Affiliated correspondent

An affiliate is a type of inter-company relationship in which one company owns less than a majority stake in affiliated correspondent other company’s stock. Affiliations can also describe a type of inter-company relationship in which at least two different companies are subsidiaries of a larger parent company. An affiliate is determined by the degree of ownership a parent company holds in another company.

An affiliate and associate are used to describe a parent company that possesses a minority share of ownership in a company. TINY Corporation, then MID Corporation and BIG Corporation have an affiliate relationship, and TINY Corporation is BIG Corp. A multinational company may set up affiliates to break into other countries’ markets while protecting the parent company’s name in case the affiliate fails or the parent company is not viewed favorably due to its foreign origin. Understanding the differences between affiliates and other company arrangements is important in covering debts and other legal obligations. For corporate securities and capital markets, an affiliate is a person or entity directly or indirectly controlling, being controlled by, or under common control with another person or entity.
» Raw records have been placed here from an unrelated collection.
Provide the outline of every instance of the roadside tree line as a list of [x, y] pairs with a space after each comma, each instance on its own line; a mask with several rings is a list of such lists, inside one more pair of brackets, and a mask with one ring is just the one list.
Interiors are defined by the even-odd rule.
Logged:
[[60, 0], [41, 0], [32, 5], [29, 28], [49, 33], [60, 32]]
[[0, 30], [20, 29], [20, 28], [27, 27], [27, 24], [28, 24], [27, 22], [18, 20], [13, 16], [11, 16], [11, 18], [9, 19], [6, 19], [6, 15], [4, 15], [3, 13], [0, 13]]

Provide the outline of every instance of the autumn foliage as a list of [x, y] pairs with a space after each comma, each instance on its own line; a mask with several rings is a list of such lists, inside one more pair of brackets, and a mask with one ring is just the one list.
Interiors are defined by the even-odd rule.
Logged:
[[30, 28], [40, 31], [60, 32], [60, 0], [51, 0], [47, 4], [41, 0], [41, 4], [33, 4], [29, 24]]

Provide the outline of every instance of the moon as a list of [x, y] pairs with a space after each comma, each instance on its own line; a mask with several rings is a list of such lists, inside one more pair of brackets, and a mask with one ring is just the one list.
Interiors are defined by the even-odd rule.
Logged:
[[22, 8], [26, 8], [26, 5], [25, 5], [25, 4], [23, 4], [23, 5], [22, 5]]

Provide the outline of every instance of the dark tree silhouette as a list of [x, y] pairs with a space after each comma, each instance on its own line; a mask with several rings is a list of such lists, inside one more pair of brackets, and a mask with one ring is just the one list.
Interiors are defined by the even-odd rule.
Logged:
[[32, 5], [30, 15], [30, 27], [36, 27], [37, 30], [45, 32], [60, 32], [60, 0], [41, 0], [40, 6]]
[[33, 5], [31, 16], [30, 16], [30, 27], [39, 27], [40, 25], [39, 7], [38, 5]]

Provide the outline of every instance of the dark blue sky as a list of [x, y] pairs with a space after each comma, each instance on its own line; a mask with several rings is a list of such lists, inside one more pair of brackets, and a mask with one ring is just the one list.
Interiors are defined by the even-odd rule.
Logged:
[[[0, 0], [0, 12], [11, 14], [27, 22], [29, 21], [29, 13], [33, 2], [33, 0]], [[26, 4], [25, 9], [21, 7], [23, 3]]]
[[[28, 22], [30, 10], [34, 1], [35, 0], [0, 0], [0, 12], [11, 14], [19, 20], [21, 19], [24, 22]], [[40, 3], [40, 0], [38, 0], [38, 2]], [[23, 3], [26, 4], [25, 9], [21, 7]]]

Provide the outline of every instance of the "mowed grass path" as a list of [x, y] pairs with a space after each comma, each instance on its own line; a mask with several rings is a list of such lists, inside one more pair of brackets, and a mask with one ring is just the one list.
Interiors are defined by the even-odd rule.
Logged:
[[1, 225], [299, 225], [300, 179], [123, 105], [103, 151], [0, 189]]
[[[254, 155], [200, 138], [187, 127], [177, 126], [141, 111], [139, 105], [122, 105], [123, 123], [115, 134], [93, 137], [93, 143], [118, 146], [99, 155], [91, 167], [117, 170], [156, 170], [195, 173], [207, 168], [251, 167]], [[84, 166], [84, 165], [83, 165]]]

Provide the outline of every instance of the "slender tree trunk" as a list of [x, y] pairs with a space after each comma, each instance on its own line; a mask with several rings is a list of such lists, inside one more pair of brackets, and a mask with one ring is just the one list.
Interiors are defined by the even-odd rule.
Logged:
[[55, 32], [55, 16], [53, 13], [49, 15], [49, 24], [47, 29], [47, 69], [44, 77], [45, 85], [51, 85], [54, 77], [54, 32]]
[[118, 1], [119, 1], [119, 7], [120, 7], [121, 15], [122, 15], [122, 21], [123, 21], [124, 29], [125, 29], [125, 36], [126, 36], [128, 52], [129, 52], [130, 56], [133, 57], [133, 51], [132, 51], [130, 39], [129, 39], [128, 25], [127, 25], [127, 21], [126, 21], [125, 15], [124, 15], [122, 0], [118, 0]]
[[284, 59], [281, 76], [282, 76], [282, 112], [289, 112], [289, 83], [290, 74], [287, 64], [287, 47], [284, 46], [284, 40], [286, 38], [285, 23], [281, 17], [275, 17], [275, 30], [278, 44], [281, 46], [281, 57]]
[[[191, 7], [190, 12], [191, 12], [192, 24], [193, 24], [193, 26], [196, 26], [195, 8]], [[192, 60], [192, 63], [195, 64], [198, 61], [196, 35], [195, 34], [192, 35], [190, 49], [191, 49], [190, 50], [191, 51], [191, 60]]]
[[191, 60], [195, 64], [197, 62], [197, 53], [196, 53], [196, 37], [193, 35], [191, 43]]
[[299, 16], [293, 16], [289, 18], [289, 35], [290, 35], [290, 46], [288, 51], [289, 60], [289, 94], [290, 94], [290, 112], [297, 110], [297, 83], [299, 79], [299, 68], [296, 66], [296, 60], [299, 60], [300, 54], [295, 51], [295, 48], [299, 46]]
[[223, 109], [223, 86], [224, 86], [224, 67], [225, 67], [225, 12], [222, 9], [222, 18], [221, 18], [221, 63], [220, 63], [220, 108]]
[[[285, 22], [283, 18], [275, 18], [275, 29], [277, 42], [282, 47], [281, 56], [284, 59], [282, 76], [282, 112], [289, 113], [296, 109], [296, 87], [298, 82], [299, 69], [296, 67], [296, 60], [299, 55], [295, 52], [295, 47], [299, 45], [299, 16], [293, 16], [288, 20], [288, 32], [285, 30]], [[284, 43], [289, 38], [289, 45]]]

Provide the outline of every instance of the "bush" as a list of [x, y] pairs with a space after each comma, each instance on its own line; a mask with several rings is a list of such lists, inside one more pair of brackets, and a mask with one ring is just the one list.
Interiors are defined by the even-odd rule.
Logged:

In finance, affiliation is defined in a loan agreement as an entity other than a subsidiary directly or indirectly controlling, being controlled by or under common control with an entity. For commerce, two parties are affiliated if either can control the other, or if a third party controls both.

For banking, affiliate banks are popular for underwriting securities and entering foreign markets. In electronic commerce, a firm selling other merchants’ products on its website is an affiliate of that company. Merchandise is ordered from the company’s website, but the sale is transacted at the principal’s site. The offers that appear in this table are from partnerships from which Investopedia receives compensation.

An associate company is a corporation whose parent company possesses only a minority stake in the ownership of the corporation. A conglomerate is a company that owns a controlling stake in smaller companies of separate or similar industries, and which conduct business separately. Millennial is the name given to the generation born between 1981 and 1996. A multinational corporation has its facilities and other assets in at least one country other than its home country. A subsidiary bank is a type of bank that is located and operated in a foreign country but majority owned by a parent corporation in a different nation. Capacity management is the management of the limits of an organization’s resources, such as labor force, manufacturing and office space, inventory, etc. What are the Differences Between Affiliate, Associate and Subsidiary Companies?

Investopedia is part of the Dotdash publishing family. What is the difference between a correspondent and an intermediary bank? Wire transfers — an electronic method of sending cash to another person or entity — are very common transactions with all banks, but international wire transfers are costlier and more difficult to execute. In certain parts of the world, such as Australia or EU member nations, banks that deal in international transfers are called intermediary banks.